Não vou falar de uma Política Agrícola Comum construída para proteger apenas as rendas dos grandes proprietários. Não vou falar das dificuldades de acesso às terras por parte dos jovens agricultores. Não vou falar sequer das dificuldades em vender produtos agrícolas num mercado dominado pelas regras dos hipermercados. Vou referir-me aqui apenas a duas medidas governamentais recentes que atacam o mundo rural: a taxação absurda dos pequenos agricultores e a promoção da eucaliptização que reduz biodiversidade.

Primeiro exemplo: a nova lei que obriga os pequenos agricultores independentemente dos valores em causa a ter contabilidade organizada, pagar IVA e descontar para a Segurança Social resulta numa taxação excessiva que secará a produção familiar. E isto, para além de estrangular os parcos rendimentos de quem deles precisa, condena quase ao desaparecimento uma escala de produção micro que é um recurso importante já que fornece um tipo de produtos de valor cultural incalculável em termos extraeconómicos, sendo uma produção de qualidade e ancestral. Fica ainda mais reduzida a nossa escolha relativamente aos alimentos que nos chegam à mesa. Limitam-se ainda mais as possibilidades de estabelecer circuitos cooperativos de consumo de proximidade. E promove-se o abandono dos campos.

Segundo exemplo: a lei que liberaliza a plantação de eucaliptos. Desde a sua aprovação que 92% das novas plantações de árvores são de eucaliptos segundo uma edição recente do jornal Público. Ou seja, tal como previsto, os pequenos proprietários são na prática pressionados a plantar eucaliptos em busca de um rendimento mais rápido numa época de empobrecimento generalizado. Aquilo que aparentemente seria uma promoção da livre decisão individual multiplica-se numa paisagem de conjunto que corresponde a uma eucaliptização de resultados desastrosos num país que é já detentor de um triste record mundial: cerca de um quarto da floresta nacional está ocupada por essa espécie exótica invasora.

Perde a floresta mas ganham os pequenos proprietários? Nem isso: porque a plantação de eucaliptos desvaloriza a terra em que é feita, porque o lucro esperado de curto prazo (e que poderá ser diminuto já que é expectável que o aumento da oferta resulte numa baixa de preços) não compensa os custos da necessidade de conversão para outra utilização nem o aumento dos riscos de incêndio uma vez que os eucaliptos são altamente inflamáveis.
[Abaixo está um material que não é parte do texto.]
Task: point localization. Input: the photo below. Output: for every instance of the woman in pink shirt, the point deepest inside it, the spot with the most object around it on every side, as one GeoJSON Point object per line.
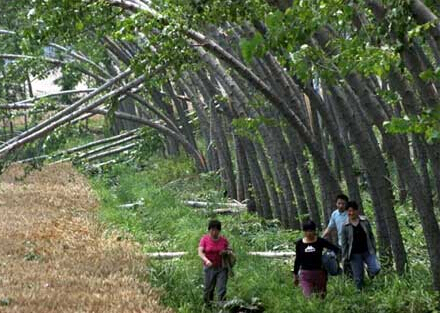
{"type": "Point", "coordinates": [211, 248]}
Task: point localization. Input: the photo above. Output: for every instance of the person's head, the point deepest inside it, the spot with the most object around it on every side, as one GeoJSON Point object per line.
{"type": "Point", "coordinates": [309, 229]}
{"type": "Point", "coordinates": [341, 202]}
{"type": "Point", "coordinates": [214, 228]}
{"type": "Point", "coordinates": [352, 210]}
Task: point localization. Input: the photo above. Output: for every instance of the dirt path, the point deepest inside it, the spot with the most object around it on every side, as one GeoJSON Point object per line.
{"type": "Point", "coordinates": [54, 257]}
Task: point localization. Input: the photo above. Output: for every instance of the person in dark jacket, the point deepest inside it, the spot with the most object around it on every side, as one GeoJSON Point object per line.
{"type": "Point", "coordinates": [358, 245]}
{"type": "Point", "coordinates": [308, 269]}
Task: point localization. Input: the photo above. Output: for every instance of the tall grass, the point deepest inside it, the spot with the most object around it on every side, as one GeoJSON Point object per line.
{"type": "Point", "coordinates": [163, 223]}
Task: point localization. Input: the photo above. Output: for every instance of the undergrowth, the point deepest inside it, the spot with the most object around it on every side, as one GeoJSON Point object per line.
{"type": "Point", "coordinates": [164, 223]}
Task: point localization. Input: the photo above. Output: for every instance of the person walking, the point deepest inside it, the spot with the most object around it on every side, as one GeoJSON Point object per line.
{"type": "Point", "coordinates": [308, 268]}
{"type": "Point", "coordinates": [338, 218]}
{"type": "Point", "coordinates": [211, 248]}
{"type": "Point", "coordinates": [359, 245]}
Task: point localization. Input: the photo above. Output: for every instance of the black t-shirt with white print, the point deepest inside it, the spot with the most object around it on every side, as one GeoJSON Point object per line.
{"type": "Point", "coordinates": [308, 255]}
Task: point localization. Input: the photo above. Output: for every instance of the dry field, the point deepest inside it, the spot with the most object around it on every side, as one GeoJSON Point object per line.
{"type": "Point", "coordinates": [54, 257]}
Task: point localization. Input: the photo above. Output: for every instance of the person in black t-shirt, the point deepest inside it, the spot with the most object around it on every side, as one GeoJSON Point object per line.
{"type": "Point", "coordinates": [308, 270]}
{"type": "Point", "coordinates": [358, 245]}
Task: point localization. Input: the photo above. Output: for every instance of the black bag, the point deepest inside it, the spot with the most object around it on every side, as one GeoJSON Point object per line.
{"type": "Point", "coordinates": [330, 263]}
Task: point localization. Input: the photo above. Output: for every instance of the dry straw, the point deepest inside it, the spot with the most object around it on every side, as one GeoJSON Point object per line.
{"type": "Point", "coordinates": [53, 255]}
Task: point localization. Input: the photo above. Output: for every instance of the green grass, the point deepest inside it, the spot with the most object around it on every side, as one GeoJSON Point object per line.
{"type": "Point", "coordinates": [165, 224]}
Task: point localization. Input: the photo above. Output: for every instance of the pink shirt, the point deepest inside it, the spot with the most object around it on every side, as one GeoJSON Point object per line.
{"type": "Point", "coordinates": [212, 248]}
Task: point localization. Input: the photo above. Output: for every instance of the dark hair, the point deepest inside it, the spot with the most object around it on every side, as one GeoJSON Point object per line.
{"type": "Point", "coordinates": [309, 225]}
{"type": "Point", "coordinates": [215, 224]}
{"type": "Point", "coordinates": [352, 204]}
{"type": "Point", "coordinates": [342, 197]}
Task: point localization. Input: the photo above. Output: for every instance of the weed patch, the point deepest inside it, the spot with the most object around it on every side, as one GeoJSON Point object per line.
{"type": "Point", "coordinates": [164, 223]}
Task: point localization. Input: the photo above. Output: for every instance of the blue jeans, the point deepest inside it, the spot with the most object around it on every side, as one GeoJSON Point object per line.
{"type": "Point", "coordinates": [357, 261]}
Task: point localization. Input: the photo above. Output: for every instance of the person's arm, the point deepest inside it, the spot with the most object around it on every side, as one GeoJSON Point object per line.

A monocultura do eucalipto empobrece os solos, absorve muita água, reduz a biodiversidade, seca a floresta.

Se numa medida se alegava necessidade de simplificar a burocracia na outra acaba por se burocratizar o simples mostrando que os argumentos valem menos que outros valores. E, sob a base de falsos pretextos económicos, na prática a cedência às indústrias da celulose e uma obsessão fiscal que carrega nos de baixo para aliviar os de cima, trata-se de uma rendição à desertificação. É que no fim de contas esta política é como a sua árvore preferida: seca o mundo rural.